2) Anche volendo passare sopra alle considerazioni regolamentari ed etiche di cui sopra, qualcuno mi spiega perché dovrei votare per uno che fino all’altro ieri ha fatto il ministro di Renzi senza mai non dico sbattere il pugno, ma neanche provare a instillare qualche dubbio, qualche idea di sinistra, nel programma della compagine governativa? La cosa più di sinistra che ha fatto Orlando in questi anni è stata chiedere la conferenza programmatica all’assemblea nazionale convocata per avviare l’iter congressuale. Insomma, anche a voler essere spregiudicati, la candidatura di Orlando sembra più decisa a tavolino per arginare la crepa che si è aperta, piuttosto che rispondere a una qualche vera esigenza politica.
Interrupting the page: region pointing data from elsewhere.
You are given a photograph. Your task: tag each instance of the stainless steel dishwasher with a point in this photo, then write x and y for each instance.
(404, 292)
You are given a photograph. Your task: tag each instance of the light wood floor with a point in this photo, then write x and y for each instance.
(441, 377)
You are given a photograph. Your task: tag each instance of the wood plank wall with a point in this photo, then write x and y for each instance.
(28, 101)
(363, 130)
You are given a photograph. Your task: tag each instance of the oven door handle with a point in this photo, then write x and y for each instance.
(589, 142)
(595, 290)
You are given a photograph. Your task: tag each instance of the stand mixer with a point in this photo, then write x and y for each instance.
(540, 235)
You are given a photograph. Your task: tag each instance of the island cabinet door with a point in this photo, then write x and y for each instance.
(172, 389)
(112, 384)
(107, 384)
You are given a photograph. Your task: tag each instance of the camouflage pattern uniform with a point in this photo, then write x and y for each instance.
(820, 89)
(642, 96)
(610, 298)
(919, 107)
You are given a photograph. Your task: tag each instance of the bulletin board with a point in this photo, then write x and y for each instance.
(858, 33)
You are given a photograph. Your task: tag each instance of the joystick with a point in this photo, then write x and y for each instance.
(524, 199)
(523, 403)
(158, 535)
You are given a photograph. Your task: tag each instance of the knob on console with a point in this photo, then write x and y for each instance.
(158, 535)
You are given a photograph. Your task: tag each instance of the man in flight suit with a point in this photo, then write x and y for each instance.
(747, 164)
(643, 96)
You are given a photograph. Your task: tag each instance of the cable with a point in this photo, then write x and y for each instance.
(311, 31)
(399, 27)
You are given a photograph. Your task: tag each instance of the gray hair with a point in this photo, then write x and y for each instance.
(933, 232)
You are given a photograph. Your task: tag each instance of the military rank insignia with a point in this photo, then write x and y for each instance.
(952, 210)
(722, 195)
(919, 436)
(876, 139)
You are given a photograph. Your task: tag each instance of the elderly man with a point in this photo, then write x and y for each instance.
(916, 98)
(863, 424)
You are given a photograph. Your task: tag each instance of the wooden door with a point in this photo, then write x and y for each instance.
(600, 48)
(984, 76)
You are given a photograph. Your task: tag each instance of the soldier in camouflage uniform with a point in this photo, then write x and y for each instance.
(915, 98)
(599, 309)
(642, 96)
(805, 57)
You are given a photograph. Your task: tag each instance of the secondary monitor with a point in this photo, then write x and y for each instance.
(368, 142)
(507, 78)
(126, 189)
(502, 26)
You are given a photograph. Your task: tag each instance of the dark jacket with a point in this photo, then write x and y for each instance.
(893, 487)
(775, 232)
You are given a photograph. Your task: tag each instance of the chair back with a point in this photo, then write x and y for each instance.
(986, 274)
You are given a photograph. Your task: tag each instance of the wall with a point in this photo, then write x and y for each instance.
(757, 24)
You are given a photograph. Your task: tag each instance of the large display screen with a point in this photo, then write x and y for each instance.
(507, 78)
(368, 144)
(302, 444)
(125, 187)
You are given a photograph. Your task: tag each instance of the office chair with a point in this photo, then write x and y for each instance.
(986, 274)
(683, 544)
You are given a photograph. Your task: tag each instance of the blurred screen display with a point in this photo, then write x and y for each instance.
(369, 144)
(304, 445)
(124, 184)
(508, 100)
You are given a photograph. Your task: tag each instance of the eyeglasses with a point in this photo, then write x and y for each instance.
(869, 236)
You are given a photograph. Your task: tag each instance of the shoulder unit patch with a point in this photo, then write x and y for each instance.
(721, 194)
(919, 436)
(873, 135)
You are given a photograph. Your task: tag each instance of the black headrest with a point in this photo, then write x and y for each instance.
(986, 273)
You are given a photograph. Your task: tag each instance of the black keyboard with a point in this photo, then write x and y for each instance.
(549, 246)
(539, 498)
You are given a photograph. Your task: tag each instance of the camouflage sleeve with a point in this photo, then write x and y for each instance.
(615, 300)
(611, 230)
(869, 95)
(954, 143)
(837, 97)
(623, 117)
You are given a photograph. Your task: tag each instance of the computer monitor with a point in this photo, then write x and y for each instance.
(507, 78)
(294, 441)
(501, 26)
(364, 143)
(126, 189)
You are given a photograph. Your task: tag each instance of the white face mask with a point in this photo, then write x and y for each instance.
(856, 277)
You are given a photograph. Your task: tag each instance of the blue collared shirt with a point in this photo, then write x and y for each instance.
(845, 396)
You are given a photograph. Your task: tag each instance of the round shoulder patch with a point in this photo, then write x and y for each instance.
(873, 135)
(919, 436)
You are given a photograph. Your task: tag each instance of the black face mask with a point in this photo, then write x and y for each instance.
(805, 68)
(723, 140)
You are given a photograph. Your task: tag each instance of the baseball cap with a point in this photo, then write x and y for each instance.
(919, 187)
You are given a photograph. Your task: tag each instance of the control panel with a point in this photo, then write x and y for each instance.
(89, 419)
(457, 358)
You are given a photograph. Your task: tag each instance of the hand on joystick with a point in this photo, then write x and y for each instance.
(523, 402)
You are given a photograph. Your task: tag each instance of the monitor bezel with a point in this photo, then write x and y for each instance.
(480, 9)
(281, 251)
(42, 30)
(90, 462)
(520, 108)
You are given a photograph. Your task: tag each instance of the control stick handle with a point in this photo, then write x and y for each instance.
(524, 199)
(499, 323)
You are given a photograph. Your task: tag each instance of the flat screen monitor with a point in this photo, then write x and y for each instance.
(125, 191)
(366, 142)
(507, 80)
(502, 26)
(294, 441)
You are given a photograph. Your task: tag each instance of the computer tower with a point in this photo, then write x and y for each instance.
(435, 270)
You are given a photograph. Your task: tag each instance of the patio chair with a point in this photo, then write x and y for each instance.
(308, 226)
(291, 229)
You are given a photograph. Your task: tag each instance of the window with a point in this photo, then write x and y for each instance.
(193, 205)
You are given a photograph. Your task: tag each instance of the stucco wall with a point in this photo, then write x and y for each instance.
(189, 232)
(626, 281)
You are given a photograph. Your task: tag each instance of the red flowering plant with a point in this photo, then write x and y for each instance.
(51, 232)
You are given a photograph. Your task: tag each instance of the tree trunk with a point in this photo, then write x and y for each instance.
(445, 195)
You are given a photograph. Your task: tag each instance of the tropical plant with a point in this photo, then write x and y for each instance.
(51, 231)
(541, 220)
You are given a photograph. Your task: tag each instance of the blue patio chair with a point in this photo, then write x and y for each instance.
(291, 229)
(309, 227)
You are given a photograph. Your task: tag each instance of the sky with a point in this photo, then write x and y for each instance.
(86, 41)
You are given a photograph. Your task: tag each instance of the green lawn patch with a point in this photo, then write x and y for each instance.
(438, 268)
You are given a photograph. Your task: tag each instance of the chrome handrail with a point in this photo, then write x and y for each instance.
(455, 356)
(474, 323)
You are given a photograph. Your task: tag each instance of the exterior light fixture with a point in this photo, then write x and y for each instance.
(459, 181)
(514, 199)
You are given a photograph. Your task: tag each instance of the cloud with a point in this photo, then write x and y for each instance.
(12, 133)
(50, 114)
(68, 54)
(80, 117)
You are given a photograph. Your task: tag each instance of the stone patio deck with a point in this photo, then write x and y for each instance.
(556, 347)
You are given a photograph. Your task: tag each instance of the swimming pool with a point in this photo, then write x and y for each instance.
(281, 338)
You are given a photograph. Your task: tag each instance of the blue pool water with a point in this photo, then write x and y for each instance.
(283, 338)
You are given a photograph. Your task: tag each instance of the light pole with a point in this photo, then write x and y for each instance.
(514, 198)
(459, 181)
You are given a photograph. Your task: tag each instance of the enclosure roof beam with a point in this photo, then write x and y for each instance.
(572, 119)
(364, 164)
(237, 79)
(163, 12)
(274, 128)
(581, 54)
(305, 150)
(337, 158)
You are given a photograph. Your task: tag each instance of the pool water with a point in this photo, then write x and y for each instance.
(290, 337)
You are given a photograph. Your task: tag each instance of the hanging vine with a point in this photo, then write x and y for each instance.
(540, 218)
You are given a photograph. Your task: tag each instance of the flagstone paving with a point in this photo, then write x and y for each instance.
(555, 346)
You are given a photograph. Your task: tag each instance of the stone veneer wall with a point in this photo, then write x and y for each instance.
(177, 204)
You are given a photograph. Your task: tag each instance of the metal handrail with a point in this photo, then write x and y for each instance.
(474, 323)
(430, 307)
3) Non capisco per quale motivo Articolo Uno dovrebbe sprecare tempo energie in questa impresa. Io non ho alcuna intenzione di tornare in un partito, lo ribadisco, è alternativo al campo che vorrei costruire. Il che non vuol dire che non ci possano essere rapporti con il Pd, alleanze locali, convergenze programmatiche a livello nazionale. Tutt’altro, sarebbe miope e minoritario non porsi il tema. Al momento opportuno. Ma, vivaddio, che il Pd faccia il Pd e la sinistra faccia la sinistra! Abbiamo da fare abbastanza, sinceramente, dobbiamo ricostruire dal nulla, anzi dalle macerie lasciate in questi anni, un campo di forze che torni a essere percepito come una speranza per il nostro paese. Le elezioni dei segretari altrui, non ci devono e non ci possono riguardare.
4) Infine un rispettoso “rimbrotto” a Cuperlo: io credo che il suo appello sia stato scorretto (per le ragioni che ho scritto all’inizio). E non riconosco in quelle parole il politico rispetto e di rigidità quasi “monastica” che ho apprezzato in tanti anni di comuni frequentazioni. E, la finisco davvero, lo ritengo anche sbagliato tatticamente, un segno di evidente confusione e debolezza. Capisco che le compagnie che frequenta non sono esaltanti, ma se le è scelte. E noi, comunque, lo aspettiamo sempre. A braccia aperte.